川遊びはしませんでしたが、かっぱ橋という名の吊り橋を渡ってみたり、土産物屋を見て回ったりした後、手づくりキッチンで名物のひとつである山菜そばで昼飯を楽しみました。

帰り道では少しばかり観光していこうと、まずは日帰り温泉の『道志の湯』へ行ってみました。入浴できるようにタオルなどを携行していったのですが、休館日という残酷な看板が出ていました。本来は休みの曜日じゃなかったんですけどね。仕方がないのでそのまま山間部へと続く道を進んでいってみることにしました。道志には何度も来ているのですが、脇道に入り込んでみることはほとんどありませんでした。道志川の支流である宝久保川を遡るように道は続いているのですが、道志の湯を過ぎると小さな宿やキャンプ場、別荘などが点在していて、さらにその先に「的様の滝」という名所がありました。滝が流れ落ちた先の岩肌に的のような模様があるところから的様の滝というそうです。

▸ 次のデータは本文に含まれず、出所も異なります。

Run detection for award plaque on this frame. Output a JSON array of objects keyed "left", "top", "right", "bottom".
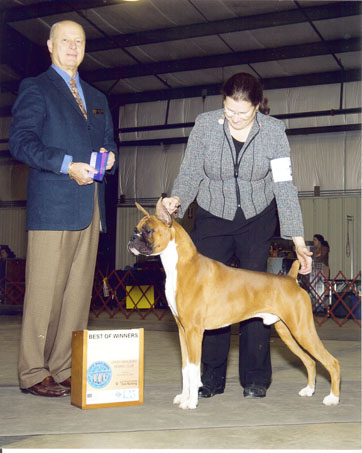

せっかくなので見てみることにしました。
滝つぼへと降りていける階段があったのでたどったのですが、急斜面い丸太を敷いた簡素な階段は足を載せるとグニャリと沈むように動くシロモノ。しかも1段の落差が大きいときているので、足を滑らせないようにかなり気を遣いました。同時に、戻るときにはここを上るのかと思うと気が遠くなりそうです。3分の2ほど降りてきたところで滝を眺めました。「なんで滝つぼまで行かないんだ?」と疑問に思う人もいるでしょうが、残り3分の1は梯子がかけられているだけだったので、遭難の危険を感じてやめたという次第です。それに、道の駅にはたくさんの人がいたのに、的様の滝には人っ子一人いなかったのですから、万が一足を踏み外しでもしたら人知れず他界してしまうかもしれませんし、冬眠明けのクマに襲われちゃうかもしれないので、そそくさと退散することにしたのです。
こうして遭難することもなくスーパーカブで道志みちへと戻り、相模原方面へと走りを楽しみながら帰ったのですが、さすがにライダーに人気のルートだけにたくさんのバイクと遭遇しました。今回は見かけませんでしたが、中には無茶な走り方をするライダーもいるらしく、死亡事故も少なくないようです。なので道志みちをツーリングする際には、のんびり焦らず走ってほしいと切に願います。せっかく美しい風景の中を走れるんですから、そんな自然や風情を堪能しない手はないと思いました。

今回のゆるカブツーリングの走行距離は116㎞、使用したガソリンは1.77Lだったので、約65.5㎞/Lの燃費でした。かかった費用は食事を合わせて約1000円という結果でした。